(ORDO NEWS) — In one of the caves in the north of the Iberian Peninsula, paleoanthropologists discovered the earliest traces of human presence in Europe – 200 thousand years older than previous finds.
Representatives of the archaeological fund “Atapuerca” said that in June 2022 in the cave of Sima del Elefante, a fragment of the jaw of Homo. According to the results of a preliminary study, its age was estimated at 1.4 million years.
Sima del Elefante is one of the many caves of the archaeological site of Atapuerca in the Spanish province of Burgos. In those places, people and their ancestors camped from the Lower Pleistocene (more than a million years ago) to the Holocene.
In Atapuerca, several thousand fragments of bones of different types of people were found: moreover, they are distributed in layers, the study of which helps to determine the age of the finds.
So far, the oldest hominin fossil found in Europe was a jawbone found at the same location in Sima del Elefante Cave in 2007.
It has been dated to be 1.2 million years old. The new find was made in a layer that is 2 meters lower – which caused the first assumptions about the age of the ancient Homo.
Now the researchers have to make a more accurate estimate of the age of the jawbone fragment using physical dating methods. These studies are carried out by specialists from the National Center for Research on Human Evolution in Burgos. The process will take six to eight months, they said.
Scientists hope that the analysis will help determine which species of hominin the jawbone fragment belongs to and better understand how humans evolved on the European continent. Indeed, until now, researchers have not been able to determine with certainty who owned the jawbone discovered in 2007.

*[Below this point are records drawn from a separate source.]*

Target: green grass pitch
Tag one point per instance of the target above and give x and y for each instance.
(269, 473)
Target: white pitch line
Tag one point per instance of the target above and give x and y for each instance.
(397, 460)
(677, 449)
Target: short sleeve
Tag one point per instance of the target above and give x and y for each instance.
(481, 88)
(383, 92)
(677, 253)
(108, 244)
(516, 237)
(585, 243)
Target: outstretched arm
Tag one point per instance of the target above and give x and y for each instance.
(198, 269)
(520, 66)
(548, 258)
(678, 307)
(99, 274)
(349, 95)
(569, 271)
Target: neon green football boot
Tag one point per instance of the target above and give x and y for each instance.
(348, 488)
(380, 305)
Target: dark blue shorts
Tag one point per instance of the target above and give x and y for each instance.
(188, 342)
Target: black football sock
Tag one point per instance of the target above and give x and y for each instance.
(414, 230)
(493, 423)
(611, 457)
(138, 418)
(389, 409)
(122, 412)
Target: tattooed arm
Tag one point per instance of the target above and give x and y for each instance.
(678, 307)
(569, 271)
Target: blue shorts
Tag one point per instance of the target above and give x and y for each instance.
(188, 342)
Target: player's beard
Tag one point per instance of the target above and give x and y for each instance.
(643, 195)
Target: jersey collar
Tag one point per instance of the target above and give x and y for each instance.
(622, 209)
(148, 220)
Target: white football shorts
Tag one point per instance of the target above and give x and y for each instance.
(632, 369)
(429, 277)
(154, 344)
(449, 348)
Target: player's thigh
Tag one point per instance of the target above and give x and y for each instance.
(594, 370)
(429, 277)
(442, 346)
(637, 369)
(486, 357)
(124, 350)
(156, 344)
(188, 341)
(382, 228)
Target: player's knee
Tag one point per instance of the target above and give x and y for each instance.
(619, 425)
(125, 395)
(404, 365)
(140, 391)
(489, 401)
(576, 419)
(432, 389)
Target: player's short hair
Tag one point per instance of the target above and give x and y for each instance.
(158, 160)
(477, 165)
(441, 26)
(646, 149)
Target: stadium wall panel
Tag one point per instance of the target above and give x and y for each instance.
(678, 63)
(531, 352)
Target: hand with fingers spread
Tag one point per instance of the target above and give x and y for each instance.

They suggest that the fossil may correspond to Homo antecessor (human predecessor), whose bones were found in 1994 in one of the caves of Atapuerca.
The age of that find is a little less than a million years. If it is possible to reliably correlate all these bone remains with each other, then it will be possible to say that the human predecessor mastered Europe almost one and a half million years ago.
In addition, if the preliminary dating of the find is confirmed by other methods, then the question of the ways of migration of the genus Homo will arise. The shortest way from Africa to the north of modern Spain lies through Gibraltar. But paleoanthropologists often question the ability of ancient Homo to cross large water barriers.
Of course, they could also leave Africa along the traditional route – through the Middle East. But in order to get to Atapuerca after that, they would have to go through all of Europe, and then it becomes completely incomprehensible why we do not find such ancient traces to Spain – in Greece, Bulgaria, Italy.
Chronologically, the 1.4 million-year-old find may also belong to Homo erectus . It is believed that it was erectus about 0.8 million years ago that settled the island of Flores (now Indonesia), where, over time, the descendants of the “colonists” gave a new species, Homo floresiensis.
The island of Flores has always been separated from its neighbors by a sea strait, even more difficult to overcome than Gibraltar.